Large language models (LLMs) are trained to write texts on specific topics, to provide answers to questions and to create the illusion of a dialogue. The machine is shown a large number of texts in which individual words are “masked” or hidden, for example: “It’s the [mask], stupid”. In response to the question: “What is this election about?”, the model then makes a prediction as to which word—based on the training data—would most likely be in the place of [mask], in this case “economy”. In principle, “deficit”, “money” or “statistics” could just as well be used here, but “economy” is by far the most common term in the training data and therefore the most likely word. The language model combines words that often appear in similar contexts in the training data set. The same applies to whole sentences or even longer texts.

However, the fact that LLMs predict probabilities has serious consequences. For example, the fact that the sentence predicted by a model is probable says nothing about whether this sentence is true or false. The generated texts may also contain misinformation such as outdated or false statements or fictions. Language models such as ChatGPT do not learn patterns that can be used to evaluate the truth of a statement. It is therefore the task of the people using the chatbot to check the credibility or truthfulness of the statement and to contextualise it. We should all learn how to do this, just as we learnt “back then” to check the reliability of a source presented as the result of a Google search. For some areas of life, the distinction between true and false is central, for example in science. A generative model that is able to produce scientific texts but cannot distinguish between true and false is therefore bound to fail—as was the case with the “Galactica” model presented by Meta, which was trained on the basis of 48 million scientific articles. Consequently, such a model will also raise questions about good scientific practice. Since science is essentially a system of references, the fact that generative models such as ChatGPT ‘fable’ references (i.e. generate a probable sequence of words) when in doubt is a real problem. It can therefore come as no surprise that the word ‘hallucinate’ has been named Word of the Year 2023 by the Cambridge Dictionary.

Furthermore, the truthfulness of facts depends on the context. This may sound strange at first. But even the banal question: “What is the capital of the Federal Republic of Germany?” shows that the answer can vary. Just over 30 years ago, “Bonn on the Rhine” would have been the correct answer. And the answer to the question “What is this election about?” would probably be different today than it was 30 years ago (spoiler suggestion: oligarchy vs. democracy). With regard to science, it becomes even more complex: the progress of scientific knowledge means that statements that were considered true and factual just a few decades ago are now considered outdated. Programming code also requires people to check the code generated by a generative model. This is the reason why one of the most important platforms for software developers, Stackoverflow, still does not allow answers generated by such models, as there is a realistic risk that they provide false or misleading information or malicious code.
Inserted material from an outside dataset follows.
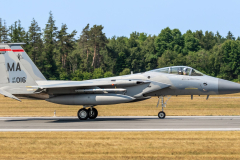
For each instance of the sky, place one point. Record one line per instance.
(122, 17)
Large language models cannot verify the truth of a statement because, unlike humans, they do not have world knowledge and therefore cannot compare their output with the relevant context.

Beyond science and software development, a serious risk of language models in general is the creation of misinformation. If such models are used to generate (factually incorrect) content that is disseminated via social media or fills the comment fields of news sites, this can have serious consequences—they can increase polarisation and mistrust within a society or undermine shared basic convictions. This can have significant political consequences: In 2024, for example, new governments will be elected in the USA and India, and we can assume that these election campaigns will be largely decided by the content provided on social media. Is it the stupid statistics?